Brother Isidore seemed to be humouring me rather than I him. Perhaps the LSD had permanently affected both of us? I let it drop. I don't think he had any idea what I was talking about. I smiled to myself. Suddenly this wasn't a very sinister rabbit hole at all.

‘What's wrong with the abbot?' I surprised myself. I felt genuine concern.

‘He had set great store by you. Will you come to see him?'

I was wary. ‘Not for tea. Or coffee. Or lemonade.'

He frowned, puzzled. ‘No refreshment of any kind shall be offered if that suits you,' he said.

I loved his gentle innocence. If it was assumed then I was completely fooled. And if he had anything but the best of intentions, at least in his scheme of things, he did not betray by the slightest expression or tic that he was lying.

‘And how is Father Grammaticus?' Was the abbot manipulating this sweet-natured man?

‘Well. As ever, well! He has a great spirit and enjoys robust health.'

I thought I had last seen a rather frail, delicate old man. Apparently he had been ill when I saw him first.

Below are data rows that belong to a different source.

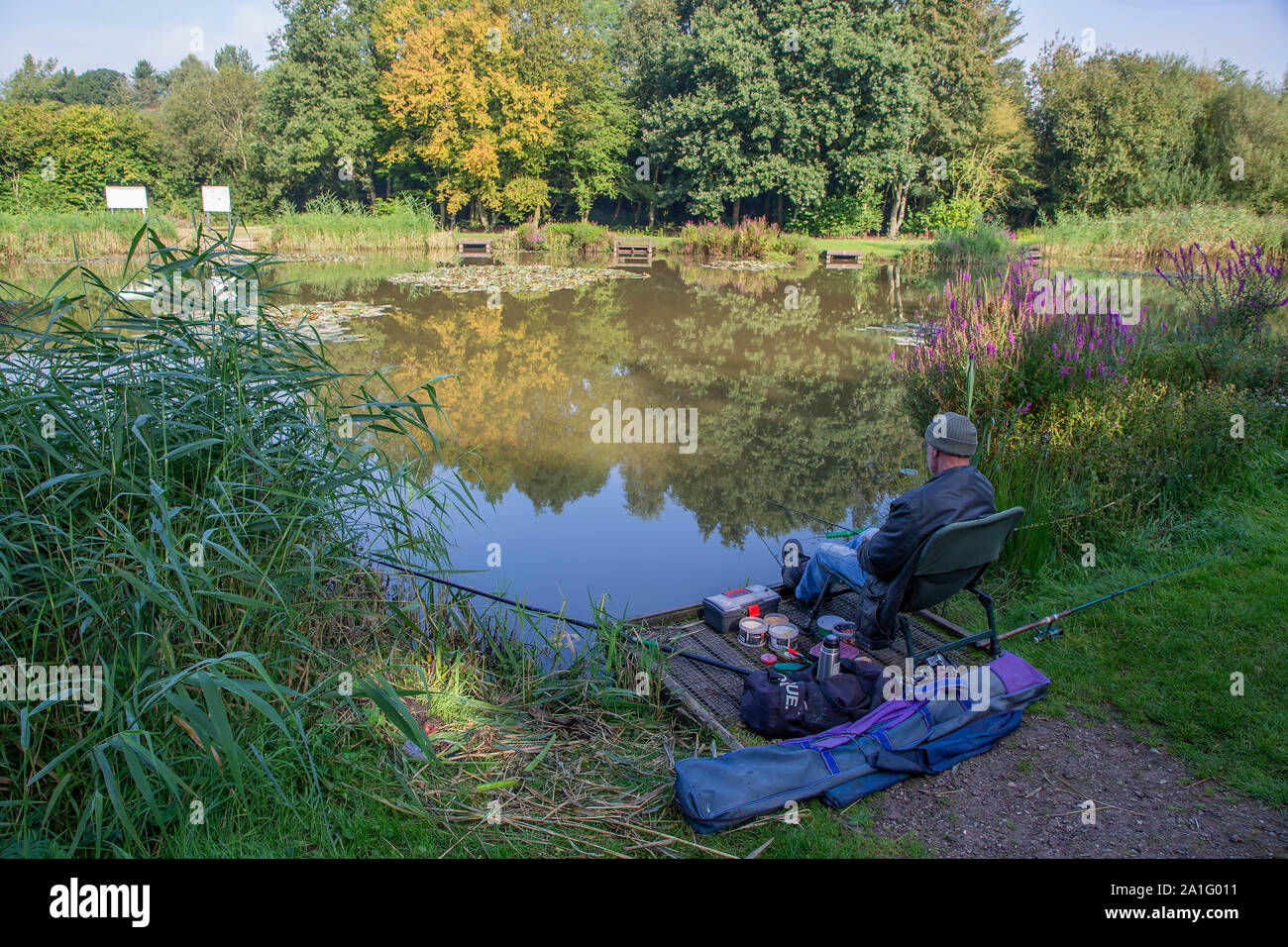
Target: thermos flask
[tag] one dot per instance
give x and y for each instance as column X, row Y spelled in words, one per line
column 828, row 659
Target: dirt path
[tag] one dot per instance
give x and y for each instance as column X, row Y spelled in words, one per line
column 1024, row 797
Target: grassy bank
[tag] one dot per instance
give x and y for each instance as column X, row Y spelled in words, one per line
column 1136, row 450
column 183, row 500
column 1163, row 657
column 1144, row 236
column 48, row 235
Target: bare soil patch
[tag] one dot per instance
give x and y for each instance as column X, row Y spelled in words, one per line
column 1024, row 797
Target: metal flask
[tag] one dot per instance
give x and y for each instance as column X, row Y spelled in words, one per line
column 828, row 659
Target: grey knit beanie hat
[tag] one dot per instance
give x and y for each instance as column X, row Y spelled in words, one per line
column 952, row 434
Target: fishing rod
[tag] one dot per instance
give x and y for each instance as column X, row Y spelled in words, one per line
column 1057, row 616
column 542, row 612
column 810, row 515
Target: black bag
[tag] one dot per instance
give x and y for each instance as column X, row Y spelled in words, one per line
column 797, row 705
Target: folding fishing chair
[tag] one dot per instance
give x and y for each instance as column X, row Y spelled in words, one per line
column 953, row 558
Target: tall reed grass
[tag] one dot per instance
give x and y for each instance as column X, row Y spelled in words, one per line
column 65, row 235
column 1089, row 423
column 184, row 499
column 1146, row 235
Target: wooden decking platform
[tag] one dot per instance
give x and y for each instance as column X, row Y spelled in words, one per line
column 842, row 260
column 632, row 253
column 709, row 694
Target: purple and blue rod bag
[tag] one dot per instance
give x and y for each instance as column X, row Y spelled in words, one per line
column 938, row 728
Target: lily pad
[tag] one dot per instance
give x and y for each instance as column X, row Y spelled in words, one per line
column 510, row 278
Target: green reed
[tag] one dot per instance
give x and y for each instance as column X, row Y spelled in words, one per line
column 183, row 500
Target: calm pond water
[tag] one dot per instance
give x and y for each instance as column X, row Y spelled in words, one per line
column 789, row 385
column 785, row 373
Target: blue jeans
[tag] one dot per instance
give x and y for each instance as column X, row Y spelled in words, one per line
column 841, row 561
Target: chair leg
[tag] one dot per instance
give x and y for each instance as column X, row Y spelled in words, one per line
column 818, row 604
column 987, row 600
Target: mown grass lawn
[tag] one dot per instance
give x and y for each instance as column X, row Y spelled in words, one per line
column 1164, row 657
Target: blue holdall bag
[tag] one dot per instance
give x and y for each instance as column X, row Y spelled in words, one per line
column 926, row 731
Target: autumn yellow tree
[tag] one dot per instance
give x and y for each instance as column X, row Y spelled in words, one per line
column 455, row 101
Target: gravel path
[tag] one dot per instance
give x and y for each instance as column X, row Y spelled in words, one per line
column 1024, row 797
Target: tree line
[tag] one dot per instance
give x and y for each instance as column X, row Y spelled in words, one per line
column 823, row 115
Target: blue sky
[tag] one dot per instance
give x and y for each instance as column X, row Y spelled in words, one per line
column 84, row 34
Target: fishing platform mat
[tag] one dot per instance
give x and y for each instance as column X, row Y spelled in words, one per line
column 711, row 694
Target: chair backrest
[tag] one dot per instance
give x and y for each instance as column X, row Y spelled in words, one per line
column 956, row 556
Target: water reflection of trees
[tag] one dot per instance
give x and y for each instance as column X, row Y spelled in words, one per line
column 794, row 403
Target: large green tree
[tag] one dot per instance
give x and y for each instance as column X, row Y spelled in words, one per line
column 318, row 111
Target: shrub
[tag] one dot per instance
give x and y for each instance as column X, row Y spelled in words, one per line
column 751, row 239
column 587, row 239
column 953, row 214
column 844, row 215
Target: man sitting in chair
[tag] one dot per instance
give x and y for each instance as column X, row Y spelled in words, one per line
column 874, row 562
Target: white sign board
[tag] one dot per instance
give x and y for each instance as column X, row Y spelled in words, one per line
column 127, row 197
column 217, row 200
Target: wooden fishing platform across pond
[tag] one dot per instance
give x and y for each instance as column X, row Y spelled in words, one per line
column 842, row 260
column 709, row 694
column 632, row 253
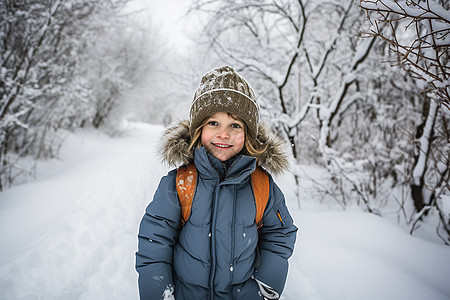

Friar Isidore led me back through that rich, strong-smelling rat's nest of lanes, alleys, courts and twittens, more intricate than a North African souk, to Carmelite Inn Chambers, until we again pushed open the thick iron-bound doors of the Alsacia. No illusion there! So parts of my delusion
were
true! Before we ever reached Alsacia's massive doors I had walked under old stoneworks which might once have been gatehouses, like parts of abandoned baileys around which buildings of all uses and eras had grown.

And there was The Swan With Two Necks, quiet at this time of day, an enormous, rambling, ramshackle building linked to other ramshackle buildings, leaning hard against each other to form the inner yard. And in front of that another cobbled square. I looked for the tavern's inhabitants. I thought for a second I saw the potman, Joey Cornwall, rolling a big barrel through the doors. A few others stood at rest, chatting, leaning on brooms, setting down pails. An ordinary lazy Wednesday afternoon in a quiet, domestic bit of London. Their costumes were rather drab, their long hair dirty. They did not look especially old-fashioned. I saw no beautiful girl in highwayman costume. No sign of anything at all romantic. Only the sweet scent of horse manure told me the stables were still in use. I laughed to myself, shaking my head as we rounded a corner and passed under an archway opening out into a forecourt planted with shrubs. We entered the old abbey, now smelling of rich summer flowers, mould and dust, dust which curled and fluttered in the afternoon light; and there in those mellow cloisters I again came face-to-face with the patrician Father Grammaticus.